Less than a stranger

She said it was abuse. He said it was manipulation. By the time a Denton court got through with this messy custody battle, a good mother would lose her kids forever.

A fter getting over the initial shock of the decision, Shamoun had a hard time figuring out what went wrong. Even though there were no media present at the trial, jurors agreed to a self-imposed vow of secrecy, which worked against efforts by Andrews to seek a quick retrial.

According to one juror who spoke later, the secrecy vow and vote for termination were spearheaded in the jury room by the foreman, Kennard Royal.

Royal was warned several times during the trial about talking to participants, among them Jake Collier, the ad litem.

Collier and Royal, it turns out, were both on the board of directors of CASA of Denton County, a nonprofit agency that does fact-finding on behalf of judges in neglect and abuse cases.

Royal declined to comment for this report.
"I'll go to my grave believing something went wrong to taint the jury," Shamoun says. "I think some of them lied to me in their voir dire examination. I can't prove anything, but I believe there was jury misconduct in this case."

Shamoun didn't know until told by this reporter that Collier reported receiving a campaign check from Loveless on August 23, 1993, the day jury selection began in the case. (Collier's bid for a judgeship failed after five district judges called a press conference saying that, contrary to his campaign literature, they were not endorsing him.)

"I don't know the politics of it, but it was a kangaroo court--it was absolutely amazing," Shamoun says now. "My connection to that judge [Woodlock] was zero, and obviously he knew Katherine Kinser quite well. He knows her husband [Judge Frank Sullivan], who is a district judge in Fort Worth."

In the legal realm, the paperwork that Judge Woodlock submitted to the jurors--which was worded just the way Kinser wanted the judge to word it--did not inform the jury that they needed to find termination "in the best interests of the children," which is the state law standard for child custody cases.

The jury instructions simply asked whether Andrews "endangered the physical or emotional well-being" of the kids. A "yes" answer meant termination.

"What parent isn't guilty of that?" asks Shamoun. Under that standard, a mother who turns her head once while her kid is in a swimming pool could be a candidate for termination.

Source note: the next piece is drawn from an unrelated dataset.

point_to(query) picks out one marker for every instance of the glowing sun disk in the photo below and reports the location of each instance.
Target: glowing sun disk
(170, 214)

The Court of Appeals for the Second District in Fort Worth, after mulling over the case for nearly two years, voted last April to overturn the verdict, saying there was insufficient evidence to support the "drastic remedy" of termination.

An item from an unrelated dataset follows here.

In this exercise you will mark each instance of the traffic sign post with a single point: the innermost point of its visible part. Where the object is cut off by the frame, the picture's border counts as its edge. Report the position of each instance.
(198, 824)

Eleven months later, the Texas Supreme Court agreed. By that time, the case had begun capturing wider attention, due in no small part to a spirited Katherine Andrews letter-writing campaign.

Joan Pennington, a lawyer and director of the New Jersey-based National Center for Protective Parents, wrote a friend-of-the-court brief on behalf of 11 child organizations taking issue with the validity of using "parental alienation syndrome" to terminate Andrews' rights. "The great thrust of public sentiment is that all these mothers are coaching and brainwashing their kids," Pennington says, saying that those attitudes comfort abusers. "In 14 years of being involved in custody cases, I've never yet seen a kid who will say what you want them to say about these issues."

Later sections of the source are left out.